Great moments in opera: Don Carlo

January 21, 2014

I am not sure whether this opera is properly called Don Carlo or Don Carlos. It exists in both Italian and French versions, which I think is the origin of the confusion. Verdi’s much-revised piece — there are both five- and four-act versions — is an example of the grandest of grand opera: about four hours long, and plump with international politics, ecclesiastical spectacle, and personal tragedy. As with so many of Verdi’s operas, it was unfamiliar to me until recently; I have both listened to and watched it now as a belated part of my Verdi anniversary observance.

The story is set in sixteenth-century Spain, in the troubled court of Philip II. Philip has recently married Elisabetta, a much younger woman who, unhappily for all concerned, had prior to the marriage been entangled in a romance with the king’s son, Don Carlo. Thus we have a love triangle of the most awkward sort at the heart of the royal family. Sixteenth-century Spain also means the Inquisition, of course, and there is a power-hungry and corrupt Grand Inquisitor to put a lurid face on things. Meanwhile there is political unrest in Spain’s Netherlandish provinces. These three elements — usurped love, Inquisition, and power politics — are the ingredients with which Verdi cooks his stew.

The brightest musical highlight of the opera comes early in the first Act: Don Carlo is reunited with his friend, Rodrigo, who has recently returned from a diplomatic mission to the Netherlands. They sing a rousing duet, Dio, che nell’alma infondere, in which they swear enduring friendship to one another. Here are Placido Domingo and Louis Quilco, with English subtitles:

Later in the first act is a lovely aria sung by Eboli, a third-wheel who is secretly in love with Don Carlo. Her song, Nel giardin del bello (In the garden of war), tells the story of a Moorish king who tries to woo an alluring, veiled beauty who turns out, much to his surprise, to be his wife. It’s a soprano showpiece, sung in this clip by Tatiana Troyanos at the Met, with English subtitles:

This motif of mistaken identity in romance anticipates the opening scene of Act II. Don Carlo has arranged to meet Elisabetta in the palace garden at night, and upon meeting her (as he supposes) he cannot resist professing his love for her. Yet he is mistaken: he has met Eboli, and she wrongly takes his profession of love as intended for her. The mistake realized, Don Carlo rejects her, and she, calling herself “a tigress with a wounded heart”, vows to revenge herself on him. At this point Rodrigo enters the garden and intervenes. What follows is a marvellous trio, sung here by Luciano Pavarotti (Don Carlo), Luciana d’Intino (Eboli), and Paolo Coni (Rodrigo) in Milan. This clip begins with Rodrigo’s entrance; the trio really starts to gather steam about one minute in.

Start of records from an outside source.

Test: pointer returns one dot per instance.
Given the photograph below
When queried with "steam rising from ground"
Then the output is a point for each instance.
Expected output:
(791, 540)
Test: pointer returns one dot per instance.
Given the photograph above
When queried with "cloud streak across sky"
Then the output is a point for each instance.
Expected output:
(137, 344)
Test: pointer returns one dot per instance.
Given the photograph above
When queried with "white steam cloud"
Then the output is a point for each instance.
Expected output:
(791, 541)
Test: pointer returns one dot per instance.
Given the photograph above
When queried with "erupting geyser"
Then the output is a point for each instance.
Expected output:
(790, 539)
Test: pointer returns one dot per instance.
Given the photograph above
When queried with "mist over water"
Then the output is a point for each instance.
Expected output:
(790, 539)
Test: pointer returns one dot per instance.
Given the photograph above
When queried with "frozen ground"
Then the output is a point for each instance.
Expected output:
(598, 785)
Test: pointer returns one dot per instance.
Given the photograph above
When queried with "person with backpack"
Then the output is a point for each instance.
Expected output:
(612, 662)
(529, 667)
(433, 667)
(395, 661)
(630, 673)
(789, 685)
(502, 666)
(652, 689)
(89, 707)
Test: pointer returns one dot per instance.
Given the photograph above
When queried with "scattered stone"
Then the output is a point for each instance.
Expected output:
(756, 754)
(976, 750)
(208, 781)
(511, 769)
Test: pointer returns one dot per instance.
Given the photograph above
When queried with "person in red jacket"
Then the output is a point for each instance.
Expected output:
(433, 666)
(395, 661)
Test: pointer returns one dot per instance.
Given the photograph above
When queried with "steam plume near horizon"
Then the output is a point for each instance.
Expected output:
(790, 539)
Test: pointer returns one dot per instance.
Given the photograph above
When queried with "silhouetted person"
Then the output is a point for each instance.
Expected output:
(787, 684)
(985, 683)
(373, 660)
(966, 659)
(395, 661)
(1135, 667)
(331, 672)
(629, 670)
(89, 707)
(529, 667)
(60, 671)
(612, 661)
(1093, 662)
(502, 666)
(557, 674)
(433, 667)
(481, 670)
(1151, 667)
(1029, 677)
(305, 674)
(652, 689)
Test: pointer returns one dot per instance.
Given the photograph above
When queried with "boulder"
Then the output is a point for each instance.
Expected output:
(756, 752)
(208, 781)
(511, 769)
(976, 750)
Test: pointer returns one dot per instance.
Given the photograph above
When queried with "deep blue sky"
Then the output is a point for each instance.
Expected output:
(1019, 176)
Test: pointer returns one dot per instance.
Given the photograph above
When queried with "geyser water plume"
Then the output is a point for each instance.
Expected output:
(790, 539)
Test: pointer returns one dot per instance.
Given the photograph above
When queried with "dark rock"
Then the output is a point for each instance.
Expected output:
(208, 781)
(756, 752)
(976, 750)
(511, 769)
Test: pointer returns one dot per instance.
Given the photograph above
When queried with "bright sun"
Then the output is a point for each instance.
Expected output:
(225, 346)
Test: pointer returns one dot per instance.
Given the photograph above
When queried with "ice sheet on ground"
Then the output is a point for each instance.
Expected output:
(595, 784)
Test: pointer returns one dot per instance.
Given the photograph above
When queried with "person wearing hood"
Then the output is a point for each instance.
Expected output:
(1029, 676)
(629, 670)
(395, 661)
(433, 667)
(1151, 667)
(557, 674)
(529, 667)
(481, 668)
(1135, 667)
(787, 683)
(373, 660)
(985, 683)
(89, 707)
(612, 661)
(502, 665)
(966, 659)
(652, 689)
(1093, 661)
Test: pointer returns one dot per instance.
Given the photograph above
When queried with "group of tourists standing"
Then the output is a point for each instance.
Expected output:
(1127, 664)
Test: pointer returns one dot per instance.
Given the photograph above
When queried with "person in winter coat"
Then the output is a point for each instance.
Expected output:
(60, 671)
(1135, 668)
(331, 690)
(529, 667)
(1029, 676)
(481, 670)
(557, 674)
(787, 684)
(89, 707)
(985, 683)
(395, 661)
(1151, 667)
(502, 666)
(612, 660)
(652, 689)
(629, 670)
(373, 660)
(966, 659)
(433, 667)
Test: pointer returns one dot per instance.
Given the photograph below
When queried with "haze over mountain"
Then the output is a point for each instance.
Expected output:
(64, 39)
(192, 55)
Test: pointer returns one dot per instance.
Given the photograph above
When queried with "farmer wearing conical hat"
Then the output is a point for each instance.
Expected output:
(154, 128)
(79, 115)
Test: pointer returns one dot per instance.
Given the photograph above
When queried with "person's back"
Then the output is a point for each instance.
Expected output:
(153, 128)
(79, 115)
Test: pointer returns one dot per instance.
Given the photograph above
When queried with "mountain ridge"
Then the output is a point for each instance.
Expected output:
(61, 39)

Later in this act we get one of Verdi’s splendid choruses: the scene depicts the preparations for an auto-da-fé, and the unruliness of the crowd is well captured in the music. Probably you’ll recognize the tune. This is a concert performance, and a pretty good one:

I’ll select just one highlight from Act III: King Philip sings Ella giammai m’amò (She never loved me), in which he meditates on the inevitability of death and laments his loveless marriage. This is one of the great arias for bass voice, sung here by Ildar Abdrazakov. I cannot find a version with English subtitles, but the text and translation can be seen here.

Likewise, one highlight from the fourth and final act: Don Carlo must leave Spain to avoid his father’s wrath, and Elisabetta prays for strength to be parted from him forever. As her thoughts turn to France and the early days of their romance, she sings Tu che le vanita conoscesti (You who have known the vanity). Here is a treat: rare footage of Maria Callas singing live!

This is from 1962, so quite late in her career, when she was past her prime, but what a voice! Mesmerizing. (To hear her sing the same aria in 1958, go here. This is a calibre of singing from which one never quite recovers.)

Don Carlo has a dramatic finale which, however, I shall not showcase here. Suffice to say that all the main elements I stressed at the beginning — politics, religion, and tragedy — come together for a conclusion that is ne’er to be forgotten. If you think it ends well, you’ve not seen enough operas.